Lorsque, au début des années 2000, la conjoncture mondiale s'est retournée, les entreprises allemandes qui, comme partout, avaient pendant la formation de la bulle Internet emprunté et investi à l'excès, ont brutalement arrêté de le faire. Mais alors que, en beaucoup d'endroits, le choc déflationniste lié à l'éclatement de cette bulle a été amorti par une montée de l'endettement des ménages, cela n'a pu être le cas outre-Rhin : dans le sillage de la réunification, les ménages allemands s'étaient déjà massivement endettés et l'affaissement de l'activité du début des années 2000 s'est accompagné d'un ralentissement de leur endettement. Ainsi, alors que, entre 1992 et 2000, leur encours de dette a augmenté chaque année en moyenne de plus de 4 points de PIB, ce rythme va tomber à zéro en 2005. Cette réduction continue du flux d'emprunt des ménages explique une bonne part du trop-plein d'épargne qui se forme en Allemagne à partir du début des années 2000. Que cette dernière ait pu exporter cet excédent - plus d'ailleurs par le biais de prêts à court terme de ses banques que par les investissements directs de ses entreprises -, loin de l'affaiblir, l'a au contraire sauvée. Si l'épargne est bien un « élixir » pour les économies qui en manquent, elle est, pour celles qui tendent à en dégager trop, un poison qu'elles doivent parvenir à éliminer !

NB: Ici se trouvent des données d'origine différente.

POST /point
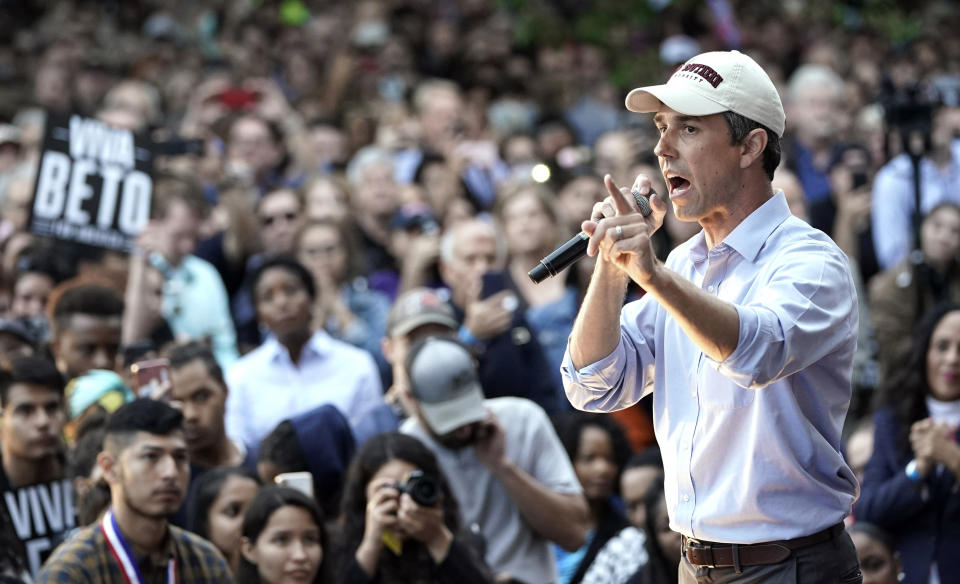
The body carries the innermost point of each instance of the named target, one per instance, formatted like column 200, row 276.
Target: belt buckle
column 704, row 547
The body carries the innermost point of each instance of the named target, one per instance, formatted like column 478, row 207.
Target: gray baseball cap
column 444, row 381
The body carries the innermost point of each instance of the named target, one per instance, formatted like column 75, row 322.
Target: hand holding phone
column 301, row 481
column 152, row 378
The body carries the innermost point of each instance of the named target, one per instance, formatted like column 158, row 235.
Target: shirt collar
column 749, row 236
column 319, row 345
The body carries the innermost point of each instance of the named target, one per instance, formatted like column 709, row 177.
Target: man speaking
column 747, row 334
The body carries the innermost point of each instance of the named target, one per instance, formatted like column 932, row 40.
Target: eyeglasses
column 322, row 250
column 269, row 220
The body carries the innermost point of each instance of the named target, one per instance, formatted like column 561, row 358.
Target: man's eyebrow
column 679, row 118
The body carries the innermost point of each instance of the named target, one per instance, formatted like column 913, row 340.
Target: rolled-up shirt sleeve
column 806, row 310
column 618, row 380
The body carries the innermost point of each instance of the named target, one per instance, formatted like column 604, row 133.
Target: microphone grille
column 643, row 204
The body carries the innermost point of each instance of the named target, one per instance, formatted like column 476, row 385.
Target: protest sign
column 94, row 184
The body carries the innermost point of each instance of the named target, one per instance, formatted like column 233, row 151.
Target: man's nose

En permettant pendant une dizaine d'années à l'Allemagne d'exporter son épargne excédentaire en dégageant un excédent commercial croissant sur ses partenaires européens, l'Union monétaire lui a évité de connaître une déflation semblable à celle qui a frappé le Japon pendant les années 1990. Sans faire forcément d'elle la « principale bénéficiaire de l'euro », cela suffirait à justifier qu'elle aide aujourd'hui les autres pays de l'Union à faire face au choc déflationniste auquel ils sont à leur tour confrontés. Lui demander de devenir moins compétitive est absurde. Ce qui pose un problème à l'Europe n'est pas que l'Allemagne ait gagné en compétitivité mais que ses agents dépensent une partie trop faible de ce qu'ils gagnent. Si aucun gouvernement ne peut décider de la dépense de ses agents privés, il le peut toutefois pour celle de l'État. Or l'État allemand est aujourd'hui, de tous ceux des grandes économies développées, celui qui a le moins d'effort à faire pour mettre son endettement sur une trajectoire soutenable. En continuant de retarder le moment où son budget va devenir restrictif, il peut aider les pays où les déséquilibres budgétaires doivent être plus rapidement corrigés à ne pas être happés par une spirale récessive.

L'Union a créé entre ses membres une solidarité de fait. La meilleure façon d'éviter qu'elle ne devienne une « union de transfert » est d'accepter cette solidarité et de l'organiser. La crise de la dette souveraine nous y a forcés : en mettant en place un mécanisme de garantie collective assorti d'une forte conditionnalité, l'Europe a avancé dans la bonne direction. Elle continue de le faire en voulant renforcer les sanctions à l'égard de ses membres qui ne respecteraient pas leurs engagements. Mais en refusant d'utiliser au mieux les marges de manoeuvre budgétaires dont chacun de ses membres dispose, elle se prive, dans un environnement mondial particulièrement incertain, d'un instrument de réglage de sa conjoncture. Si elle n'y prend garde, elle risque demain d'avoir à exporter des excédents d'épargne que personne cette fois ne sera prêt à absorber.